Interested in music since childhood, he played drums, wrote songs and sang on his first band. At eighteen he discovered the bass, and formed "Manhattan", a light jazz band, and then "Ruido Blanco" with journalist and musician Óscar Sárquiz, who introduced Sabo to Guillermo Briseño, (musician, poet) and Ricardo Ochoa (musician and producer) starting the recording and production of many records with many tours in the mid-1980s.

Romo was a founding member of Caifanes in 1987, recording three albums with BMG and touring all over the world with them; he left the band in 1993 and performed his last live concert at Palacio de los Deportes in Mexico City. He also produced artists such as Aleks Syntek, Benny, Ely Guerra, Gandhi (Costa Rica), Moenia, Tania Libertad, and the Jaguares ... and has sold 10 million copies.
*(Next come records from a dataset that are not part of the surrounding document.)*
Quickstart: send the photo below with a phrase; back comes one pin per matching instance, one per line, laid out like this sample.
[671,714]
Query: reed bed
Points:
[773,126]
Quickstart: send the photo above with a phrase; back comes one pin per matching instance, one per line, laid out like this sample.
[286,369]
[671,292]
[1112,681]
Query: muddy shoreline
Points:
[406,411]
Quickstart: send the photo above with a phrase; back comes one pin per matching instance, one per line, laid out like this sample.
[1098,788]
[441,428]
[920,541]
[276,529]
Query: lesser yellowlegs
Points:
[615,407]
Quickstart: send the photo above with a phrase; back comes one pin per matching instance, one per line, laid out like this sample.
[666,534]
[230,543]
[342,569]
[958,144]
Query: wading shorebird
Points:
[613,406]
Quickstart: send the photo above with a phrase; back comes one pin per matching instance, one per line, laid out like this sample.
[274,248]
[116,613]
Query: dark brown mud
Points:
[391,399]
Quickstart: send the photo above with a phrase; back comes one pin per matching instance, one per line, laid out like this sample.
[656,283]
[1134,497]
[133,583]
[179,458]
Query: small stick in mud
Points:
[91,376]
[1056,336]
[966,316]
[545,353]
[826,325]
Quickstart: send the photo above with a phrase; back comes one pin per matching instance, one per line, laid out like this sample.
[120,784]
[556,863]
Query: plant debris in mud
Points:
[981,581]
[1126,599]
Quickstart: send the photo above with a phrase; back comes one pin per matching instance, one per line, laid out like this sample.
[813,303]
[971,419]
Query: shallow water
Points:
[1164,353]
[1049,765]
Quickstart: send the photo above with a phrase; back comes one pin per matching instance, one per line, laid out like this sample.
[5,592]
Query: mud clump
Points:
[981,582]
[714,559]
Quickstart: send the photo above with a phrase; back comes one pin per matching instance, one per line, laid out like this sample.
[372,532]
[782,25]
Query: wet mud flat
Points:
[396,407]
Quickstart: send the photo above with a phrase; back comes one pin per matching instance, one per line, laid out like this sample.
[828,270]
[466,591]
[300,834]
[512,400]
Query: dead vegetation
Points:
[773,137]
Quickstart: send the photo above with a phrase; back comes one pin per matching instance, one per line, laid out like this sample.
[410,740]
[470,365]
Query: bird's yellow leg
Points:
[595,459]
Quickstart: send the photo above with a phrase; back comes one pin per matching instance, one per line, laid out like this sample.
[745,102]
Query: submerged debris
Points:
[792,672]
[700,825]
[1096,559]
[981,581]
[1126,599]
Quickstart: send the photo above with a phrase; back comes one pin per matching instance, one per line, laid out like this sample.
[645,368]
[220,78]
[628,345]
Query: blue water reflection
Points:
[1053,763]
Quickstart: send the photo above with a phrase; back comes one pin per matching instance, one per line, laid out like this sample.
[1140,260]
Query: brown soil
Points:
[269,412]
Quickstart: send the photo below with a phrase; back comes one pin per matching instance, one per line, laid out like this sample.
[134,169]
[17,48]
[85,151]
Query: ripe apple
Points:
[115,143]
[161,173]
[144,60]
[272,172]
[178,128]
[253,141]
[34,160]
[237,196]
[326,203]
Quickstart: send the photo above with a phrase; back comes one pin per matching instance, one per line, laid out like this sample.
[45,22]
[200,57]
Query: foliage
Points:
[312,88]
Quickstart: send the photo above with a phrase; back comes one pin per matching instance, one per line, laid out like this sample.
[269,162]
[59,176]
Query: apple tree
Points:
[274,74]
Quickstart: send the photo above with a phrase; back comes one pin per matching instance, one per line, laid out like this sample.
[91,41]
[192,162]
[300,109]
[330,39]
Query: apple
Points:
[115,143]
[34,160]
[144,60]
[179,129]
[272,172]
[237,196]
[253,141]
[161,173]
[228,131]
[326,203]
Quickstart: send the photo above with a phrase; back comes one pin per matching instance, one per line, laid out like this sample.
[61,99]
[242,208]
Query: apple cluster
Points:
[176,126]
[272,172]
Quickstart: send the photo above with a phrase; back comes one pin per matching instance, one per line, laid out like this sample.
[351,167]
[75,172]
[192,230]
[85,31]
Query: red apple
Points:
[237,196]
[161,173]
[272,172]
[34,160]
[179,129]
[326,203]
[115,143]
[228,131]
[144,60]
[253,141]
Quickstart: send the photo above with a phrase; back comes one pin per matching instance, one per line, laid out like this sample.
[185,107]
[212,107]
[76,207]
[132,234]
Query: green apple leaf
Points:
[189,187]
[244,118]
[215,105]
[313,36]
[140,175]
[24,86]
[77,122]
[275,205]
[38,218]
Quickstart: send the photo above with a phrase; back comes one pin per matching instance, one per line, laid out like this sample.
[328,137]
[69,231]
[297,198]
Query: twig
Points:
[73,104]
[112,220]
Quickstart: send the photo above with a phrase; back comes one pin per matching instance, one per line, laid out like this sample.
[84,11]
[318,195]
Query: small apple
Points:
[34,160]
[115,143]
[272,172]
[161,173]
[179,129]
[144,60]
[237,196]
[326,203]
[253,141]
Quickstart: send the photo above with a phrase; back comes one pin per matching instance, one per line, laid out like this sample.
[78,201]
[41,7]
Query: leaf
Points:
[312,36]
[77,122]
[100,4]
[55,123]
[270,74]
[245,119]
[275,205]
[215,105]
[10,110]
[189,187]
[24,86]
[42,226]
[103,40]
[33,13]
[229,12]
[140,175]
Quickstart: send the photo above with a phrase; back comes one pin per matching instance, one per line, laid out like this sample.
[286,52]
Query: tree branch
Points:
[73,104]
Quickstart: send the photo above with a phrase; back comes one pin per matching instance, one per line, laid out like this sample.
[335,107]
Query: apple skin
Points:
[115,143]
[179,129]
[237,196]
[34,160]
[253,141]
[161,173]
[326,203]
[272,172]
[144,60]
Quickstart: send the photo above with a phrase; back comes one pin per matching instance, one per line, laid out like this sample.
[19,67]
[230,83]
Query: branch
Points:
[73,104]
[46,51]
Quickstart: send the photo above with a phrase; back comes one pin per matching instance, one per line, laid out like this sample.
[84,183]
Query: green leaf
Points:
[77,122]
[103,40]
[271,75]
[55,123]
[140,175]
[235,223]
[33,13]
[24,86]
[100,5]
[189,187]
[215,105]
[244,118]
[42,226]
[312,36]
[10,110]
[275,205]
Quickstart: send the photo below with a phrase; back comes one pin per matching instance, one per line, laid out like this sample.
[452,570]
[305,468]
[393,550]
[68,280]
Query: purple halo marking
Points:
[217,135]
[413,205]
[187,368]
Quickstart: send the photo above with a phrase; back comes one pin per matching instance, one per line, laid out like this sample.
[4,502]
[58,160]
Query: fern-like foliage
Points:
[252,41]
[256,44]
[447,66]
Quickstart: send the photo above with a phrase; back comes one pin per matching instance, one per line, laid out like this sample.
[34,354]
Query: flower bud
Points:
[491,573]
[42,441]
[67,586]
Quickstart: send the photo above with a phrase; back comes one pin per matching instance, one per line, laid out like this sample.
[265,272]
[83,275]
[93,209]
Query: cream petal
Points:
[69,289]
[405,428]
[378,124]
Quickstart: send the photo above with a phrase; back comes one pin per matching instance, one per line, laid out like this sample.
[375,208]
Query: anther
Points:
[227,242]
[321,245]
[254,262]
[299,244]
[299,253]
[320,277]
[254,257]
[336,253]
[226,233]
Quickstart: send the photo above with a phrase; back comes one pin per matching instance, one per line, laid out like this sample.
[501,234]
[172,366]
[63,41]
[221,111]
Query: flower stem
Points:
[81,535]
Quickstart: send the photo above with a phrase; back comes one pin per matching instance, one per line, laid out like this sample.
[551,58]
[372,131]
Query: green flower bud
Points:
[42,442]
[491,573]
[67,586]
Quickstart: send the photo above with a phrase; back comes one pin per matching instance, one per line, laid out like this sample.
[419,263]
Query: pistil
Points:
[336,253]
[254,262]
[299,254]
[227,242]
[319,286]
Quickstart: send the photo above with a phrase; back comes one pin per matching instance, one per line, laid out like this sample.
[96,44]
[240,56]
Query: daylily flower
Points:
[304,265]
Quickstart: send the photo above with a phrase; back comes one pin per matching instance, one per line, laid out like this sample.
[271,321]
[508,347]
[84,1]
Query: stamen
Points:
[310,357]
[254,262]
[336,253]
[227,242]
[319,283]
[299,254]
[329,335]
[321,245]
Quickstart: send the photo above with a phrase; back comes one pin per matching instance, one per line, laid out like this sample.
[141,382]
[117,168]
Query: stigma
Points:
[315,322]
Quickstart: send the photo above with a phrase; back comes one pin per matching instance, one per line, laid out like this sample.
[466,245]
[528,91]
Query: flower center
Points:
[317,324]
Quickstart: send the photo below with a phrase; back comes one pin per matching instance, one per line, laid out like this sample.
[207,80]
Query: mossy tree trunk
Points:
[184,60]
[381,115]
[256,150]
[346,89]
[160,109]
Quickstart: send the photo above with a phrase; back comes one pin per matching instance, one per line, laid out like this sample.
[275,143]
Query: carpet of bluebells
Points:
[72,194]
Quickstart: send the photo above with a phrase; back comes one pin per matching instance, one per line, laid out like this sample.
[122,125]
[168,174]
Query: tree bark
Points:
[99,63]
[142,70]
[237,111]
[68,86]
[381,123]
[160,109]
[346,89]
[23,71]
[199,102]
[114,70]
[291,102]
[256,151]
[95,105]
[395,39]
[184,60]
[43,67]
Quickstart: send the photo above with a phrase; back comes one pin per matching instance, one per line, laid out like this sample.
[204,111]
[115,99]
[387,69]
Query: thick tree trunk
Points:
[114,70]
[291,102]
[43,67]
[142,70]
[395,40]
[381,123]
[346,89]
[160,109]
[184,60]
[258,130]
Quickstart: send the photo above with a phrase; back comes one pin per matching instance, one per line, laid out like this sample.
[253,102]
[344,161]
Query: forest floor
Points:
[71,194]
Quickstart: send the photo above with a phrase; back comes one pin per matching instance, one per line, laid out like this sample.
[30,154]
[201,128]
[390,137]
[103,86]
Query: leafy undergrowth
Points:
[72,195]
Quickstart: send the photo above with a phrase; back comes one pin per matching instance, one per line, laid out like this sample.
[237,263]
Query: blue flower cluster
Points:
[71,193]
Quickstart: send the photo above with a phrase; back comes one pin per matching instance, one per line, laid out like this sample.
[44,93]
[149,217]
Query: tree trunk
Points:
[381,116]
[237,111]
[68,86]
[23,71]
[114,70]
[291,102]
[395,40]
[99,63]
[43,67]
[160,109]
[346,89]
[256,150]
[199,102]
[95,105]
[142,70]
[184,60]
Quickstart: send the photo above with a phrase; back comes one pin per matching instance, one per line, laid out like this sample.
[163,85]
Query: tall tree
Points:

Sabo has been declared "The best latinamerican Bass Player".

Romo edited with BMG and his own record label "Mulata Records" his first solo album in 1996: SSS. He played on tour with Adrian Belew, Stewart Copeland, Andy Summers, Miguel Mateos, Charly Garcia, Soda Stereo actually working on his new projects: Los Finger, Los Padrisimos, Veltons and his second solo double album.

On February 19, 2010, Romo suffered a heart attack and has recovered successfully.